Cremeren of begraven?

Romeinse begraafplaatsen zijn er in alle soorten en maten aangetroffen. Zowel crematie (lijkverbranding) als inhumatie (lijkbegraving) komen naast elkaar voor. In de eerste en tweede eeuw na Christus was crematie de regel en inhumatie uitzondering. In de loop van de 3e eeuw kwam daar verandering in. In de vierde eeuw was lijkbegraving de gewoonte geworden. De trend van crematie naar inhumatie was komen overwaaien overwaaien uit het oosten.


Bij het begraven gaf men de doden dikwijls bijgiften mee. Dat was geen Romeinse, maar een inheemse gewoonte. Dit kon eten zijn, sieraden, aardewerk, of persoonlijke bezittingen. Soms vinden archeologen ook bordjes met daarop dierenbotjes, bijvoorbeeld speenvarken, of kip. Dit was een maaltijd voor het hiernamaals.

Verschillende types graven

Het Romeinse begrafenisritueel was tamelijk heterogeen. Verschillende begraafwijzen kwamen naast elkaar voor, van zeer eenvoudige naar uiterst luxe.
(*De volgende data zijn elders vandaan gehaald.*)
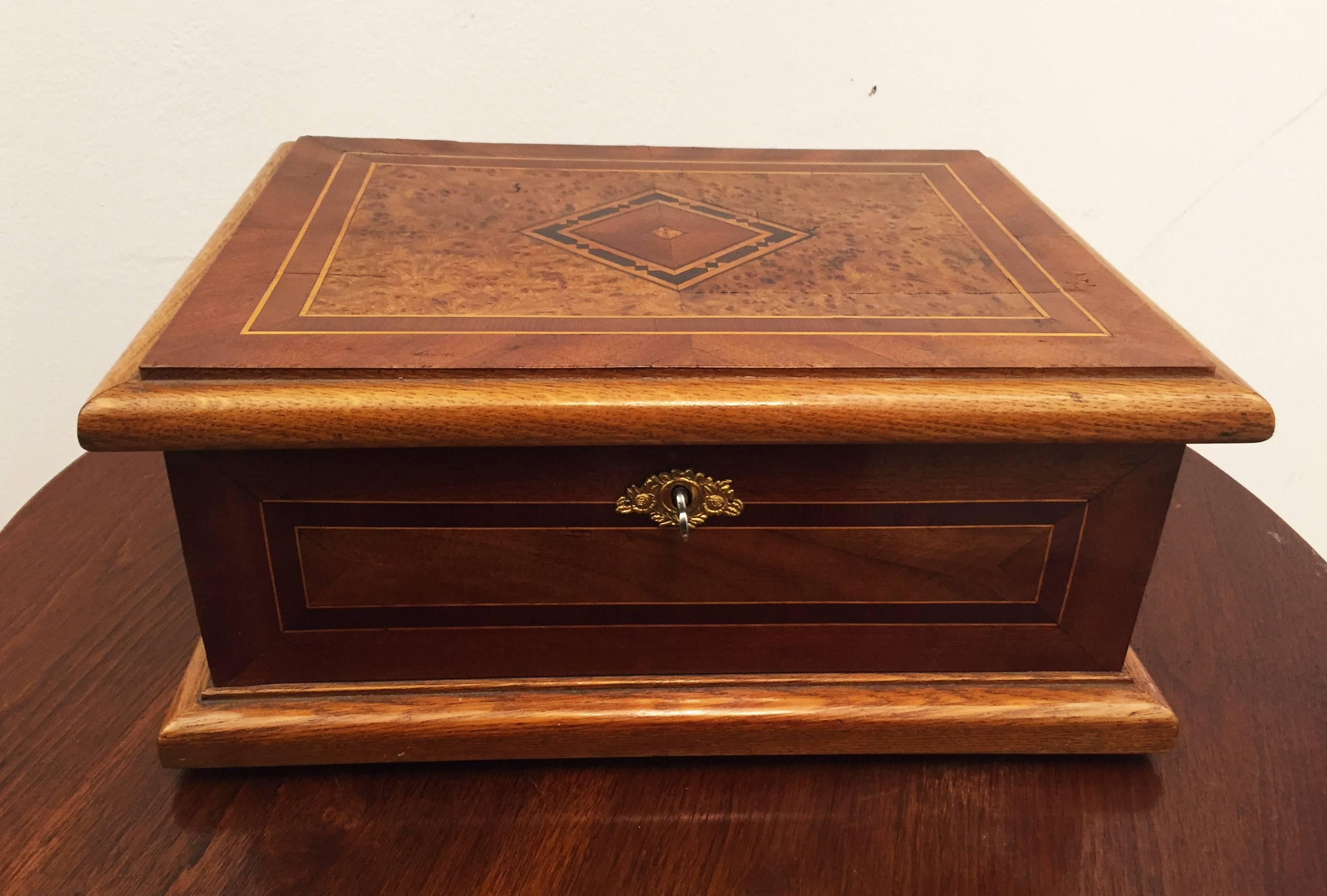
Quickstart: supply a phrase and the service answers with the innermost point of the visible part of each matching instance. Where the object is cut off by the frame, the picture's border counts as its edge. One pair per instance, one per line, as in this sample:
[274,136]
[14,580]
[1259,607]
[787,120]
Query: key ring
[682,498]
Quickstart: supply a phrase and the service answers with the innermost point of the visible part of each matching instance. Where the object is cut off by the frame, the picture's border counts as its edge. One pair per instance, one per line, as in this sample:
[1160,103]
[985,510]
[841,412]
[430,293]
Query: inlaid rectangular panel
[424,564]
[432,564]
[421,256]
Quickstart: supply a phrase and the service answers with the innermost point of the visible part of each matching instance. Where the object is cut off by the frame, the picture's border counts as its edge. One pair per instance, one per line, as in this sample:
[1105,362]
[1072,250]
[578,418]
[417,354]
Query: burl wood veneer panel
[380,256]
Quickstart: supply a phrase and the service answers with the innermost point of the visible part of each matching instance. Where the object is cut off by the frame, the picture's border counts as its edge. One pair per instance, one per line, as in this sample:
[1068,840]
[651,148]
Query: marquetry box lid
[383,293]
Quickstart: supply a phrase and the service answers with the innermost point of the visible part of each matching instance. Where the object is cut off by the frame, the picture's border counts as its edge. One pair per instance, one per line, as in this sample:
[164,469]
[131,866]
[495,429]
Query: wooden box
[433,413]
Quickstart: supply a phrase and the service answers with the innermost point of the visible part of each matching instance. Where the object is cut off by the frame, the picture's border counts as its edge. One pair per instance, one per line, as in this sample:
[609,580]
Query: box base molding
[748,715]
Binnen de crematies zijn er twee hoofdtypen, genaamd Bustum en Ustrina.

Bustumgraven
Bij dit graftype werd er een kuil in de grond gegraven, waarbovenop een brandstapel werd opgericht, waarop de dode, eventueel met bijgiften, werd verbrand. Na enige tijd stortte de brandstapel vanzelf in de kuil en kon deze dichtgegooid worden.

Ustrinagraven
Bij een Ustrina werd er ook een kuil gegraven, maar werd de brandstapel even verderop opgericht. Na het verbranden werden de resten in de kuil gedeponeerd. Hierbinnen zijn weer de nodige variaties. Soms is de as van de overleden zorgvuldig verzameld en in een potje gedaan of in een doek gewikkeld. Soms vinden we resten van de ustrina zelf, ongesorteerd of bijelkaar (in een potje), soms ook niet. Bijgiften werden niet altijd meeverbrand. Soms werden naderhand ook nog bijgiften erbij gezet.

Inhumatie (lijkbegraving)
Ook lijkbegraving komt op verschillende manieren voor. Met of zonder kist. De kist kan van hout of steen zijn. De oriëntatie van de graven kan sterk verschillen. Soms liggen alle graven op een grafveld in éénzelfde richting, soms ook loopt de richting sterk uiteen.

Markering van de graven

De Romeinen wilden graag gezien worden en daarom markeerden zij hun graf, zodat iedereen kon zien wie daar lag. Ook hierbinnen is weer veel variatie.

Grafsteen
Een grafsteen was behoorlijk kostbaar. Steen was namelijk een duur materiaal. We zien dan ook voornamelijk grafstenen van soldaten, die goed betaald werden. Grafstenen zijn er met en zonder afbeelding. Soms staat de overledene afgebeeld in zijn functie, bijvoorbeeldvan op de grafsteen van deze soldaat, met het opschrift LUCIUS CASSIUS CLEMENS --- LEG X GEM-- HSE. De naam van de soldaat is Lucius Cassius Clemens, hij was soldaat van het Tiende Legioen met de bijnaam Gemina, dat lang in Nijmegen was gelegerd. Een grafsteen eindigt meestal met de standaardformule HSE, een afkorting voor Hic Situs est, "... is hier begraven".

Grafpijler
Onder de rijke toplaag van de bevolking was er een soort competitie wie de grootste grafsteen bouwde. De grafstenen werden steeds groter en kostbaarder. Dit resulteerde uiteindelijk in stenen graftorens, die wel 15 meter hoog konden worden! In het museum in Keulen staat zo'n pijler opgesteld. Het is opgericht voor ene meneer Poblicius. In Nederland zijn geen hele torens meer over, maar we weten dat ze er gestaan moeten hebben, want uit Maastricht zijn verscheidene fragmenten over.

Tumuli (grafheuvels)
Rijke villabezitters lieten vaak een enorme grafheuvel oprichten met daarin een grafkamer. Zo'n heuvel noemen we een tumulus. De bekendste in Nederland zijn wel de tumuli van Esch, die bijzonder rijke vondsten hebben opgeleverd.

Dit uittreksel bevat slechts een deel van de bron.